Richard C. Drew
The exterior of Crib
Reader's archive is vast and varied, going back to 1971. Every day in Archive Dive, we'll dig through and bring up some finds.
This Sunday, April 1, marks the tenth anniversary of the opening of Crib
, the most exclusive restaurant that ever existed in Chicago. Located in the Carter H. Harrison Water Intake Crib two miles off the Oak Street Beach, Crib had just 26 seats, and when restaurant critic Mike Sula paid a visit the week before opening, it was already booked for the next two months. Owner-chef Albert D'Angelo refused to take any calls from a local area code.
D'Angelo, Sula wrote, was a 24-year-old New Yorker partial to smoking "a glass bong half filled with a corked '82 Petrus." After he dropped out of his private school seven years earlier, his father, a trader on the New York Stock Exchange, got him a job as a dishwasher at Mario Batali's Babbo. D'Angelo parlayed that into a meteoric rise:
"I told people I worked the pass at Babbo for three years. It was surprising how easy it was to get in," he says. He kept his eyes open, grabbed every chance he could to work prep, and muscled or bribed his way onto the line. "If I had to call INS on some line cook who got territorial about his station," he says, "I would."
D'Angelo's career truly took off when he left restaurant kitchens behind him and began staging an itinerant popup called the Last Supper in a series of eccentric locations in Manhattan, including a bodega and a subway power station.

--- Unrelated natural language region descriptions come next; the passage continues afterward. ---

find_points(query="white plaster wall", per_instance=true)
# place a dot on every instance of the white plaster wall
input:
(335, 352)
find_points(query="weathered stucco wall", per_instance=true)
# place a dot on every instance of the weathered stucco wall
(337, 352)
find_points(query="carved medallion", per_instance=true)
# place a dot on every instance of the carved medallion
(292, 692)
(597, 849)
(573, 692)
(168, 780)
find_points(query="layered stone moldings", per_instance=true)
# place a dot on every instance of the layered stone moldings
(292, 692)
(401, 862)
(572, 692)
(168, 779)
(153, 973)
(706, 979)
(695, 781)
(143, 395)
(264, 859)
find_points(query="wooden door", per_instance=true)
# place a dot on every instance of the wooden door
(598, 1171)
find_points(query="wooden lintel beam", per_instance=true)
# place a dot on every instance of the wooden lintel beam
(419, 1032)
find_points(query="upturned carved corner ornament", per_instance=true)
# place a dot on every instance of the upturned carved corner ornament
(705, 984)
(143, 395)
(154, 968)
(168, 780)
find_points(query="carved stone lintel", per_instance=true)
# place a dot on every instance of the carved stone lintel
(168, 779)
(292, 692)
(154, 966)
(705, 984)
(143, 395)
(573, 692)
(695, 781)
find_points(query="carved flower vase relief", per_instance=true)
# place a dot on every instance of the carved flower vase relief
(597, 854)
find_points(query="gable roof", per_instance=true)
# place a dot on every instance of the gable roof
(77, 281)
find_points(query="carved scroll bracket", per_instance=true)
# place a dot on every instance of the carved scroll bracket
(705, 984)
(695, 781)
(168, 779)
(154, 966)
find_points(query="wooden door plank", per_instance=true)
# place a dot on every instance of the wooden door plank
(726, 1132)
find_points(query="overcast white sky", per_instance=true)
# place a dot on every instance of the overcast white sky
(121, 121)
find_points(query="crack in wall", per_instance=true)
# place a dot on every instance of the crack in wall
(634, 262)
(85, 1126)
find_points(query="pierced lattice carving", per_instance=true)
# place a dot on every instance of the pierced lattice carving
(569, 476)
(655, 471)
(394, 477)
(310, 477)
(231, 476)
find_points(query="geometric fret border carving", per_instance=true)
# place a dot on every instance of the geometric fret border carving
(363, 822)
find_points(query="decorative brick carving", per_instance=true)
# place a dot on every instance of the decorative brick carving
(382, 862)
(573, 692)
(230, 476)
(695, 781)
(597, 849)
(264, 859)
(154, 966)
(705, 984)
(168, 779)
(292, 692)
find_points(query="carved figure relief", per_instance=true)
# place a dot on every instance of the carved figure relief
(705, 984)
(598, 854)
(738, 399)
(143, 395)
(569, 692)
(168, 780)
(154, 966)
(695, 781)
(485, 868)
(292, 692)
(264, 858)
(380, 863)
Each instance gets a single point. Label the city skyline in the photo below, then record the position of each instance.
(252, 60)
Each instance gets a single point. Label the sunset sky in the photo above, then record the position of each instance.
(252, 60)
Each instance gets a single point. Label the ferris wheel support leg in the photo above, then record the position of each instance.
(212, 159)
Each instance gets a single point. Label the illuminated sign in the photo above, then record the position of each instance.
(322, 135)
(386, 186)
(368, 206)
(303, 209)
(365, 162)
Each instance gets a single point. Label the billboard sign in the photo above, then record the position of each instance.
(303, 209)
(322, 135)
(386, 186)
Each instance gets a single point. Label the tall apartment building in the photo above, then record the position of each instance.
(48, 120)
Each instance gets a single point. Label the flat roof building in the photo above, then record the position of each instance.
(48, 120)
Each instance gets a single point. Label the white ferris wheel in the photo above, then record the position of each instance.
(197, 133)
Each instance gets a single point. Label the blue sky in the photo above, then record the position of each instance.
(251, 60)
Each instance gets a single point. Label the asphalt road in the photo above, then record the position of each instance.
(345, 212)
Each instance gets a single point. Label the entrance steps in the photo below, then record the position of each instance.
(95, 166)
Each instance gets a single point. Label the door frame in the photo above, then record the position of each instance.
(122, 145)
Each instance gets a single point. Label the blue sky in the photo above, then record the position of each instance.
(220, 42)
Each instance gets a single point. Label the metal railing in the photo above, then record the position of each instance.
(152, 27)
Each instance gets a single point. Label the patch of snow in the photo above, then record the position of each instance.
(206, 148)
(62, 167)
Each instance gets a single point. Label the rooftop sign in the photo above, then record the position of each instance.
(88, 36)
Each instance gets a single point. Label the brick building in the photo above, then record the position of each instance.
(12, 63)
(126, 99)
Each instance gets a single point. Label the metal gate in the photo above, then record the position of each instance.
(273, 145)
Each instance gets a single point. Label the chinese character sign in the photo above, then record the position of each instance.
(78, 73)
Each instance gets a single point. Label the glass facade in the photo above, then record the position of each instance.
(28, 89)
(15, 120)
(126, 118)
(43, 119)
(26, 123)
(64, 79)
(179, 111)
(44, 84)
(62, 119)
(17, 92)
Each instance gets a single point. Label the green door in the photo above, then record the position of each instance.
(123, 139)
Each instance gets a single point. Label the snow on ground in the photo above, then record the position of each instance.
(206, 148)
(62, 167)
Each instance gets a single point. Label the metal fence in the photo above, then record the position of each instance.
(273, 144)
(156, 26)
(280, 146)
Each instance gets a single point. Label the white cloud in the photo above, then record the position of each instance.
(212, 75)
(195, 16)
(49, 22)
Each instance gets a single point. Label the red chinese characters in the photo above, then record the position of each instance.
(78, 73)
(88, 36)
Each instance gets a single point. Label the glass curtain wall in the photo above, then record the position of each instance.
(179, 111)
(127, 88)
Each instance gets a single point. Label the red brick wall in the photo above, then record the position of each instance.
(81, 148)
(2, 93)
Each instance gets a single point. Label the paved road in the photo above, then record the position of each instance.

Before long, suspiciously familiar analogs of some of his dishes began to show up on the menus of fine-dining restaurants all over the country—including Chicago. "Edible menus? Mine. Foie gras lollipops? Mine. That cat who was serving sushi on a naked girl? I did that first—with pasta."
Fear of further copying was why Crib was located so far offshore and why you had to take a speedboat to get there. D'Angelo was coy about what he planned to serve on opening night. "If I told you anything I'd have an animal rights naval blockade on my hands," he told Sula.
If, reading this now, you think that this asshole represented everything awful about the dining scene of the aughts, except exponentially worse, yes, you are absolutely right. And for good reason. Look again at that opening date. Happy April Fool's!